Une pandémie peut en cacher une autre

Une pandémie peut en cacher une autre

Mardi 23 juin 2020, par Damien Loup

Après le coronavirus, la grippe aviaire ?

Alors qu’on peinait à voir l’urgence d’une telle adoption dans le contexte d’une crise sanitaire, économique et politique que nous traversons, la loi « visant à lutter contre les contenus haineux sur internet » a été définitivement votée le 13 mai 2020 par le Parlement. Sous couvert de prévenir la diffusion de propos incitant à la haine et à la discrimination, ce texte imposait aux hébergeurs de sites internet et de réseaux numériques, sous peine de sanctions pénales, une obligation de retrait de tout contenu signalé comme haineux dans un délai de 24 heures, délai ramené à une heure (sic.) en matière de provocation à des actes terroristes ou d’apologie de tels actes ainsi que de diffusion des images pédopornographique.

Un dispositif légal qui, en ne prévoyant aucun contrôle d’un juge, aboutissait en réalité à conférer à des entreprises privées comme Facebook ou Google un véritable pouvoir de censure : eu égard au caractère particulièrement imprécis et extensif des notions de « contenu haineux » et, plus encore, d’apologie de terrorisme, et au délai particulièrement bref prévu par la loi, il était en effet fort à craindre que les opérateurs, pour éviter toute mise en cause de leur responsabilité pénale, n’en viennent à censurer tous les contenus qui leur seraient signalés. Une arme dont on imagine la portée dévastatrice à l’heure où l’on assiste au retour en force de la censure sous toutes ses formes.

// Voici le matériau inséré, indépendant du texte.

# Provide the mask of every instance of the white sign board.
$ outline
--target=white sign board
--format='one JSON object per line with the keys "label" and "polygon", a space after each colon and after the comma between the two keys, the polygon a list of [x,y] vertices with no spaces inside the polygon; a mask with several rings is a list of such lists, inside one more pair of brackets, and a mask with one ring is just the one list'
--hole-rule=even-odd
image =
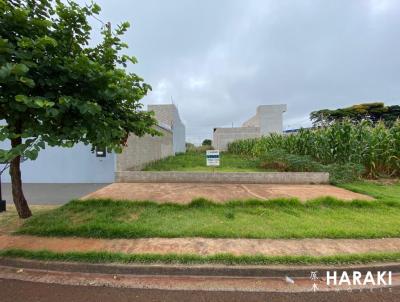
{"label": "white sign board", "polygon": [[219,150],[207,150],[207,166],[219,166]]}

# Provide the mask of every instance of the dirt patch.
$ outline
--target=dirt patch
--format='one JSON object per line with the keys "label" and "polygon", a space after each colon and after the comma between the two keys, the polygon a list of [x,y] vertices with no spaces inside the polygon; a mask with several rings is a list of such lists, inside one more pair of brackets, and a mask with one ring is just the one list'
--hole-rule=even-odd
{"label": "dirt patch", "polygon": [[119,200],[152,200],[157,202],[189,203],[195,198],[215,202],[244,199],[299,198],[301,201],[323,196],[343,200],[373,200],[331,185],[267,185],[267,184],[208,184],[208,183],[114,183],[83,197]]}

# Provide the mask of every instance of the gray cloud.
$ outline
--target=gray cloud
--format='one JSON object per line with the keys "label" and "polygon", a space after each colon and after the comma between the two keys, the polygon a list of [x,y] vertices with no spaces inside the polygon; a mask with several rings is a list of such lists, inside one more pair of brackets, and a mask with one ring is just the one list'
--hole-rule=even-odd
{"label": "gray cloud", "polygon": [[153,86],[144,103],[172,96],[189,141],[259,104],[288,104],[285,125],[297,127],[316,109],[399,103],[399,1],[97,2],[103,20],[132,24],[129,69]]}

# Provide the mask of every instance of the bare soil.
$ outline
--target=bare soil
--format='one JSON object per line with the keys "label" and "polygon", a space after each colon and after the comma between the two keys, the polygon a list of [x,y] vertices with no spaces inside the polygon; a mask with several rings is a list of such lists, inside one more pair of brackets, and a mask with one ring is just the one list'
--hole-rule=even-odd
{"label": "bare soil", "polygon": [[215,202],[243,199],[299,198],[301,201],[332,196],[343,200],[373,200],[331,185],[265,185],[208,183],[114,183],[83,199],[111,198],[118,200],[152,200],[157,202],[189,203],[195,198]]}

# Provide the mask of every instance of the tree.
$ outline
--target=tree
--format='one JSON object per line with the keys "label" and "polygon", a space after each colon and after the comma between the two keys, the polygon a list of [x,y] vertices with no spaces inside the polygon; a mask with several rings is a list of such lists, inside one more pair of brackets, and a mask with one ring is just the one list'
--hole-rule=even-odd
{"label": "tree", "polygon": [[202,146],[211,146],[212,145],[212,141],[210,139],[205,139],[202,143]]}
{"label": "tree", "polygon": [[400,106],[385,106],[384,103],[364,103],[335,110],[322,109],[310,114],[314,126],[331,124],[344,119],[353,122],[368,120],[372,123],[382,120],[386,125],[391,126],[398,118],[400,118]]}
{"label": "tree", "polygon": [[139,100],[151,89],[125,71],[135,57],[127,48],[122,23],[102,30],[102,42],[89,47],[89,16],[96,4],[61,0],[0,0],[0,162],[10,161],[12,195],[21,218],[31,216],[22,191],[21,157],[35,159],[48,146],[78,142],[120,152],[129,133],[158,135],[152,113]]}

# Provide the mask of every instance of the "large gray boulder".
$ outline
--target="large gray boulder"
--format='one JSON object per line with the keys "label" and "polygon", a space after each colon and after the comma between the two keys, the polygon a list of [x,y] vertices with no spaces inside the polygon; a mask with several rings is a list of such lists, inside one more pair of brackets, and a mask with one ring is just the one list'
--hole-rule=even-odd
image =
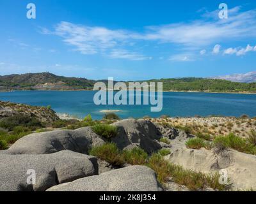
{"label": "large gray boulder", "polygon": [[132,166],[55,186],[47,191],[159,191],[155,172],[143,166]]}
{"label": "large gray boulder", "polygon": [[[0,154],[0,191],[45,191],[98,174],[95,157],[69,150],[45,155]],[[34,184],[28,184],[29,170],[35,170]]]}
{"label": "large gray boulder", "polygon": [[88,154],[92,147],[104,143],[104,139],[88,127],[76,130],[56,130],[25,136],[12,145],[8,154],[44,154],[63,150]]}
{"label": "large gray boulder", "polygon": [[111,138],[121,149],[140,147],[148,153],[161,148],[157,140],[161,134],[149,120],[127,119],[113,124],[118,127],[118,135]]}

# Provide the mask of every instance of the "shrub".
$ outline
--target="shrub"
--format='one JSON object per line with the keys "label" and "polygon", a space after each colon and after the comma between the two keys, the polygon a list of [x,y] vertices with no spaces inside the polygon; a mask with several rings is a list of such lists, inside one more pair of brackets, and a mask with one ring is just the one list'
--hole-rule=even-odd
{"label": "shrub", "polygon": [[167,119],[168,118],[170,118],[171,117],[169,115],[163,115],[160,116],[161,119]]}
{"label": "shrub", "polygon": [[43,127],[44,126],[35,117],[24,115],[15,115],[4,118],[0,122],[0,127],[13,131],[17,126],[28,127],[32,129]]}
{"label": "shrub", "polygon": [[7,142],[4,140],[0,140],[0,150],[4,150],[8,149]]}
{"label": "shrub", "polygon": [[243,114],[242,115],[240,116],[240,118],[242,119],[247,119],[250,118],[250,117],[248,115]]}
{"label": "shrub", "polygon": [[108,120],[120,120],[119,117],[114,113],[106,113],[103,117],[103,119]]}
{"label": "shrub", "polygon": [[20,133],[19,134],[9,134],[6,136],[5,141],[8,144],[13,144],[17,140],[20,139],[21,138],[24,137],[26,135],[29,135],[31,133],[31,132],[23,132],[23,133]]}
{"label": "shrub", "polygon": [[209,134],[203,134],[202,133],[197,133],[195,135],[196,135],[197,137],[207,141],[210,141],[211,139],[211,136]]}
{"label": "shrub", "polygon": [[87,115],[84,117],[84,122],[92,122],[93,120],[92,120],[92,117],[91,114]]}
{"label": "shrub", "polygon": [[121,166],[124,164],[121,151],[113,143],[93,147],[90,151],[90,154],[108,161],[113,165]]}
{"label": "shrub", "polygon": [[143,165],[147,162],[148,154],[142,149],[136,147],[123,152],[124,161],[132,165]]}
{"label": "shrub", "polygon": [[161,138],[159,141],[168,145],[171,143],[167,138]]}
{"label": "shrub", "polygon": [[36,133],[44,133],[44,132],[49,132],[52,131],[53,129],[46,129],[46,128],[41,128],[41,129],[38,129],[36,130]]}
{"label": "shrub", "polygon": [[99,124],[93,126],[92,129],[96,134],[106,138],[110,138],[117,135],[117,127],[108,124]]}
{"label": "shrub", "polygon": [[249,142],[253,145],[256,146],[256,131],[252,129],[249,133],[249,137],[248,138]]}
{"label": "shrub", "polygon": [[186,146],[189,149],[199,149],[202,147],[205,148],[206,143],[203,139],[195,138],[188,140],[186,142]]}
{"label": "shrub", "polygon": [[180,185],[186,186],[192,191],[211,187],[220,191],[227,190],[230,185],[222,185],[219,183],[220,175],[204,174],[192,170],[184,170],[182,166],[170,164],[173,181]]}
{"label": "shrub", "polygon": [[13,133],[14,134],[19,134],[24,132],[29,131],[29,129],[28,127],[23,127],[23,126],[17,126],[13,128]]}
{"label": "shrub", "polygon": [[171,177],[170,163],[159,154],[152,155],[147,166],[156,172],[158,181],[162,184],[167,182]]}
{"label": "shrub", "polygon": [[158,151],[158,154],[159,154],[161,156],[165,156],[171,154],[171,151],[168,149],[162,149]]}
{"label": "shrub", "polygon": [[189,127],[177,126],[175,126],[175,128],[184,131],[186,134],[192,133],[192,130]]}
{"label": "shrub", "polygon": [[247,140],[236,136],[232,133],[226,136],[217,136],[214,140],[214,144],[218,150],[232,148],[241,152],[256,154],[255,145],[248,142]]}

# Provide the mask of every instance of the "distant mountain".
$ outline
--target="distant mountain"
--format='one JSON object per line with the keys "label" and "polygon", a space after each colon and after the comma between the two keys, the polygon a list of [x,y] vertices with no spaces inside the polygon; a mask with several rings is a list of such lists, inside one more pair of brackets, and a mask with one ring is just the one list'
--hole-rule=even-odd
{"label": "distant mountain", "polygon": [[57,76],[48,72],[0,76],[0,86],[12,89],[90,89],[95,80]]}
{"label": "distant mountain", "polygon": [[[84,78],[65,77],[45,72],[0,76],[0,91],[10,90],[92,90],[97,82]],[[162,78],[146,81],[163,82],[166,91],[256,92],[256,82],[240,83],[203,78]],[[116,82],[114,82],[114,84]],[[128,83],[126,82],[126,83]]]}
{"label": "distant mountain", "polygon": [[226,76],[219,76],[212,78],[223,79],[236,82],[250,83],[256,82],[256,71],[242,74],[234,74]]}

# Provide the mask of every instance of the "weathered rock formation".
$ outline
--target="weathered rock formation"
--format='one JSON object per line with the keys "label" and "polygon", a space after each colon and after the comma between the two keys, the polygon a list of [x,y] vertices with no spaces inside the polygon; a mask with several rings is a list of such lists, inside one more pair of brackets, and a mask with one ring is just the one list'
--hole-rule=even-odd
{"label": "weathered rock formation", "polygon": [[[68,150],[44,155],[0,154],[0,161],[1,191],[45,191],[98,173],[95,157]],[[29,170],[35,171],[35,184],[27,181]]]}
{"label": "weathered rock formation", "polygon": [[55,186],[48,191],[163,191],[156,173],[148,167],[132,166]]}

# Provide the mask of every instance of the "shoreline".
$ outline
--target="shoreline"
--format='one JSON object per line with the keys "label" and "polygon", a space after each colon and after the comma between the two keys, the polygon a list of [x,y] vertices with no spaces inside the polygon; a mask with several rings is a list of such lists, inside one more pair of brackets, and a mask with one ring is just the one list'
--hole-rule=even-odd
{"label": "shoreline", "polygon": [[[78,89],[78,90],[10,90],[10,91],[0,91],[0,92],[11,92],[15,91],[60,91],[60,92],[67,92],[67,91],[96,91],[93,90],[85,90],[85,89]],[[204,93],[204,94],[256,94],[255,92],[214,92],[214,91],[163,91],[163,92],[177,92],[177,93]]]}

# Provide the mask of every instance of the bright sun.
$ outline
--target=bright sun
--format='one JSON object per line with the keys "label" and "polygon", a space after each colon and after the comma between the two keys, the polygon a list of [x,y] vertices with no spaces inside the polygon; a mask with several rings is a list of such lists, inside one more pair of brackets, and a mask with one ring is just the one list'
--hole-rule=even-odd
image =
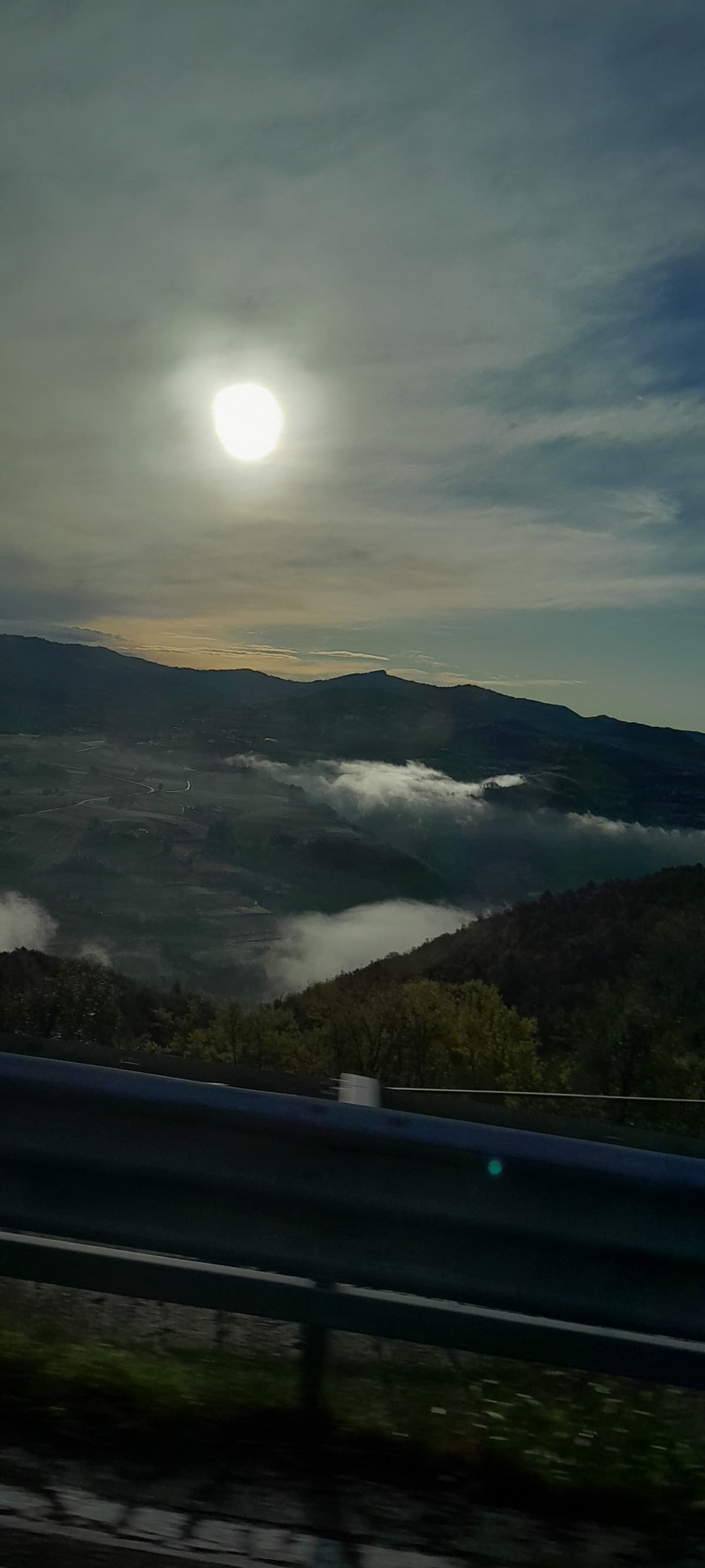
{"label": "bright sun", "polygon": [[255,381],[221,387],[213,398],[213,423],[226,452],[240,463],[266,458],[282,434],[284,414],[276,397]]}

Une fois n’est pas coutume et avec un remarquable sens historique, le conseil constitutionnel a, le 18 juin 2020, censuré la quasi-totalité de ce dispositif, relevant que « le législateur a porté à la liberté d’expression et de communication une atteinte qui n’est pas adaptée, nécessaire et proportionnée au but poursuivi ».

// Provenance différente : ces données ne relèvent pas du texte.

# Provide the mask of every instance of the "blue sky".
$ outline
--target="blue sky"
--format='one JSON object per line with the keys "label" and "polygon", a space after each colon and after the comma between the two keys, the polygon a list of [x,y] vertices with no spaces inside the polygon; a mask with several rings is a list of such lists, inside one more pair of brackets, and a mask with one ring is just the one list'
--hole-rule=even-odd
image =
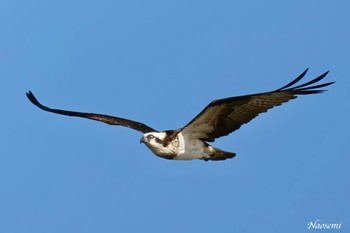
{"label": "blue sky", "polygon": [[[0,3],[0,232],[349,231],[348,1]],[[223,162],[168,161],[139,132],[44,104],[185,125],[211,100],[330,70],[214,145]],[[331,231],[327,231],[331,232]]]}

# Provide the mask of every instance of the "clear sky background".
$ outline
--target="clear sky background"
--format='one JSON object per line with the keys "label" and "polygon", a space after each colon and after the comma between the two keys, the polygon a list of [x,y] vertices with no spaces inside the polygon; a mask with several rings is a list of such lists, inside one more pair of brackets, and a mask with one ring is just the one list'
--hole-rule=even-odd
{"label": "clear sky background", "polygon": [[[0,2],[0,232],[350,230],[349,1]],[[310,67],[322,95],[168,161],[139,132],[50,107],[184,126],[210,101],[277,89]],[[331,231],[327,231],[331,232]]]}

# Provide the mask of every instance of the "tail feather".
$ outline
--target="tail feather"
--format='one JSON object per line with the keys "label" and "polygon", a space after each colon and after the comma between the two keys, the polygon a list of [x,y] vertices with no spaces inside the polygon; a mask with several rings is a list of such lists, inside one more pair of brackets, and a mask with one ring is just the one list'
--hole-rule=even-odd
{"label": "tail feather", "polygon": [[205,161],[208,161],[208,160],[218,161],[218,160],[232,159],[233,157],[236,156],[236,153],[223,151],[218,148],[212,147],[210,145],[207,145],[207,152],[210,153],[210,157],[207,159],[204,159]]}

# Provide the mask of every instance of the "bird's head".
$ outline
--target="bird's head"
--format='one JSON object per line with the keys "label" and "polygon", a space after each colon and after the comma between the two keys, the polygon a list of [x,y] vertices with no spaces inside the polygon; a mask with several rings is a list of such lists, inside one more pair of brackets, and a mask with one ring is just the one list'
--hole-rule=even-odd
{"label": "bird's head", "polygon": [[140,143],[144,143],[147,146],[159,146],[166,137],[164,132],[149,132],[145,133],[140,139]]}

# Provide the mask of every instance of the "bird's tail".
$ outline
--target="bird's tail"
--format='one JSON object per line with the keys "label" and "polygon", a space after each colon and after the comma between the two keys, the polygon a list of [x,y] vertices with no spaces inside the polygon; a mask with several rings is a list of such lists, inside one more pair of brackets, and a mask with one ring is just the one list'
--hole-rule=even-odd
{"label": "bird's tail", "polygon": [[211,155],[210,155],[210,158],[205,160],[214,160],[214,161],[225,160],[225,159],[232,159],[233,157],[236,156],[236,153],[223,151],[218,148],[212,147],[210,145],[207,145],[206,151]]}

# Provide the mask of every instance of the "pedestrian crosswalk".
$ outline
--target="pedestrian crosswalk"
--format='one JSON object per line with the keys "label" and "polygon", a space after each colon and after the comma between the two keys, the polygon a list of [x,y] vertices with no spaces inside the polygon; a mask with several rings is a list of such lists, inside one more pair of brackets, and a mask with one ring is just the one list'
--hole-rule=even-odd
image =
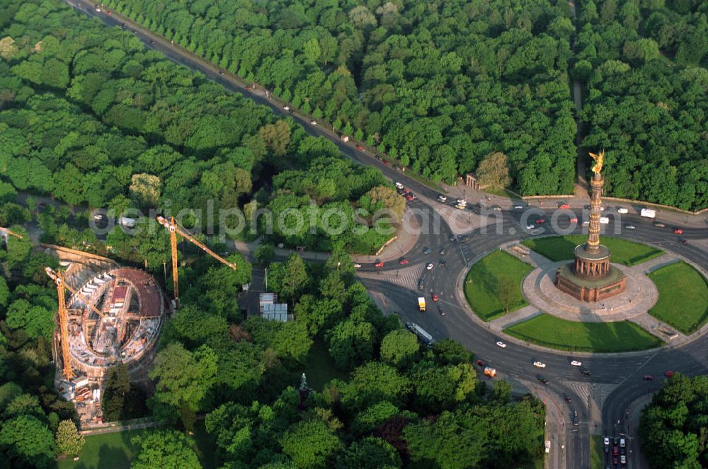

Si on ne peut que se réjouir de cette déclaration d’inconstitutionnalité, on ne peut que regretter qu’une fois encore, au risque d’alimenter la rhétorique réactionnaire sur le prétendu gouvernement des juges, ce soit au Conseil constitutionnel qu’il ait incombé de rappeler la nécessité de protéger la liberté d’expression. Une situation qui, s’il était encore besoin, souligne la profonde immaturité démocratique de notre société. Dans une société où la liberté est le principe, ce n’est pas en prétendant que les opinions les plus dérangeantes ne doivent pas exister mais, bien au contraire, en les soumettant au débat d’idées, qu’on les combat efficacement.